High stroke contrast
Common in transitional or didone serifs, and grotesque sans serifs. High-contrast fonts are more dramatic and rhythmic.
Low stroke contrast
Common in old style serifs and geometric sans serifs. Low-contrast fonts are simple and neat.
High stroke contrast typefaces don’t work well on small screen sizes, they’re better used for headings.
Term 2: Stress
The angle at which equal widths of a curved stroke sit.
Diagonal — Common in old-style serif
Vertical — Common in static serifs and geometric sans-serifs
Horizontal — Seen in some display typefaces
Term 3: Ligature
One character that combines two or more characters with a single glyph.
Ligatures are common in decorative typefaces.
They’re created for situations where two glyphs don’t look good next to each other, so remember to check for them.
Term 4: Leading
Leading is the space between two baselines in a body of text. In typography, “leading” is pronounced to rhyme with “shedding” or “bedding”. The name comes from when typewriters were used (ancient times) and lines were separated by pieces of lead.
Increasing leading value gives more breathing room for the text and makes it look better and improves overall readability.
Term 5: Tracking
Tracking, also referred to as letter spacing, is the spaces between characters for an entire group of text. The amount of space between these characters is fixed.
The increase in tracking space decreases the density of the typeface and vice versa. Tracking has the ability to make the lengths of lines of text look more even.
Term 6: Kerning
Kerning is the spacing between only two characters (letters, numbers, punctuation, etc.).
Often, the default setting for kerning in graphic design software works well, but there are some instances in which the text needs to be spaced apart further for proper readability. There is no “magic” amount of space to place between each letter — kerning is not mathematical, it’s all about perception.
Term 7: Rags
Rags are uneven margins in vertical columns of text most often seen on the right side of a column when the text is left-aligned.
Term 8: Widow
A widow is a short line or a word that appears at the bottom of a paragraph, column, or page.
It is considered poor typography because it leaves too much white space between paragraphs and tends to draw the eye toward the hanging word. It interrupts the reader’s flow, diminishing readability, and gives an unintended visual emphasis on this dangling word.
The rule of thumb is at least two words, three if the words are short, on the last line of a paragraph.
Term 9: Orphan
An orphan is a similar unwanted straggler, but this describes words that appear at the top of a page.
Orphans really belong on the previous page, as not only do they look untidy on the page they appear, but they also break the flow of reading across two pages.
Term 10: Typography Classifications
With thousands of font types to choose from, it’s helpful to pick out the common characteristics amongst each one and categorize them.

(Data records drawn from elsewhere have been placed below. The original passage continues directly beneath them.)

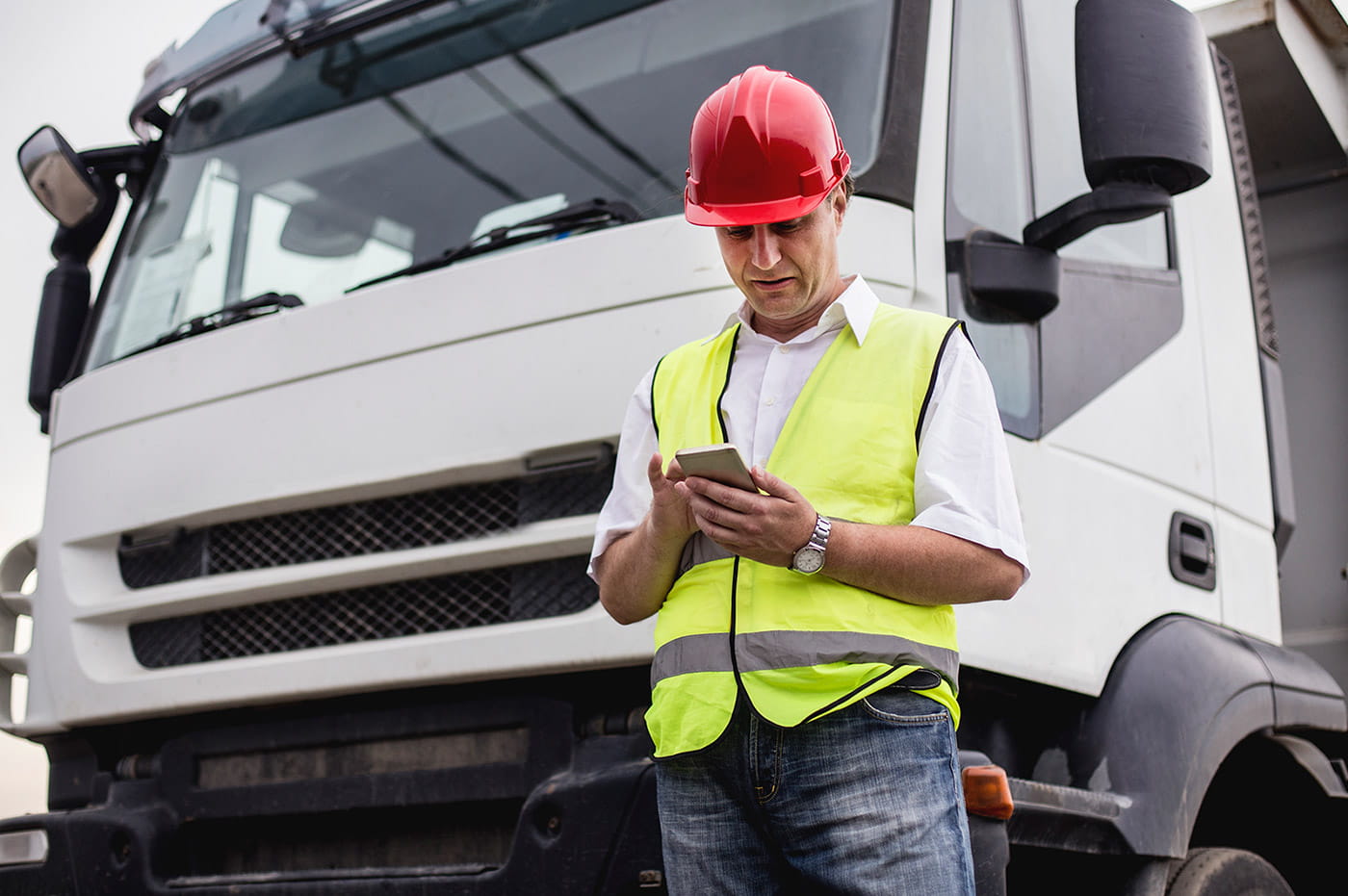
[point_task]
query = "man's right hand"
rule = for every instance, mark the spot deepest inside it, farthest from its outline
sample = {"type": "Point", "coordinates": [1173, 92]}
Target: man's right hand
{"type": "Point", "coordinates": [670, 516]}
{"type": "Point", "coordinates": [636, 572]}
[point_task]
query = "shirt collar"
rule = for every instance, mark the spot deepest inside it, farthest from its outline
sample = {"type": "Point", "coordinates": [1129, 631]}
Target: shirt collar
{"type": "Point", "coordinates": [855, 307]}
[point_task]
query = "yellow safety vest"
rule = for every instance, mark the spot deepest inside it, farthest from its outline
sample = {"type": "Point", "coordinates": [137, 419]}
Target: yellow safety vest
{"type": "Point", "coordinates": [802, 646]}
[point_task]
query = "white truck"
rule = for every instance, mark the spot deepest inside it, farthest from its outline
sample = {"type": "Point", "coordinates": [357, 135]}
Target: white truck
{"type": "Point", "coordinates": [310, 610]}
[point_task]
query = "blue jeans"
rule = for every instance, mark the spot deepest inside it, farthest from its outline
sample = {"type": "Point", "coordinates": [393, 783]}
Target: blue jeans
{"type": "Point", "coordinates": [863, 801]}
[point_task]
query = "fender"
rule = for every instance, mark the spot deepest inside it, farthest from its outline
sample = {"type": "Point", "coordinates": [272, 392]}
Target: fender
{"type": "Point", "coordinates": [1182, 694]}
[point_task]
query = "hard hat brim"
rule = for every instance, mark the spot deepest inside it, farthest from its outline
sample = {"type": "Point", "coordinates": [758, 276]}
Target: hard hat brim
{"type": "Point", "coordinates": [751, 213]}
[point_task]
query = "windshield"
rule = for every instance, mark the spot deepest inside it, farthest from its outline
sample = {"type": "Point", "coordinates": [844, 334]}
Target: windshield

Serif typefaces have embellishments that project from the end of each stroke of a character
Sans serif typefaces
Sans derives from French and translates to “without”. Sans serif characters are those without any embellishments at the end of their strokes.
These typefaces and fonts resemble hand lettering styles ranging from casual cursive to elegant calligraphy.
These typefaces, also called display typefaces, are intended for exactly that: display. Their unconventional and unrestrained looks call for their use in headers, not body text.
Bonus Terms: Font file formats
A font format is a specific file type designated to hold font data.
True Type (TTF)
More limited format able to hold up to 256 characters
Open Type (OTF)
More robust format supporting expanded character sets, ligatures, alternate styles, and more…
Web Open Font Format (WOFF)
Format used in web pages that supports font distribution from the server to the client.
If you have the ability to choose, it’s best to go with OTF format when installing fonts or design. It has better cross-platform support and has an ability to add a digital signature to a font set to ensure the integrity of the files.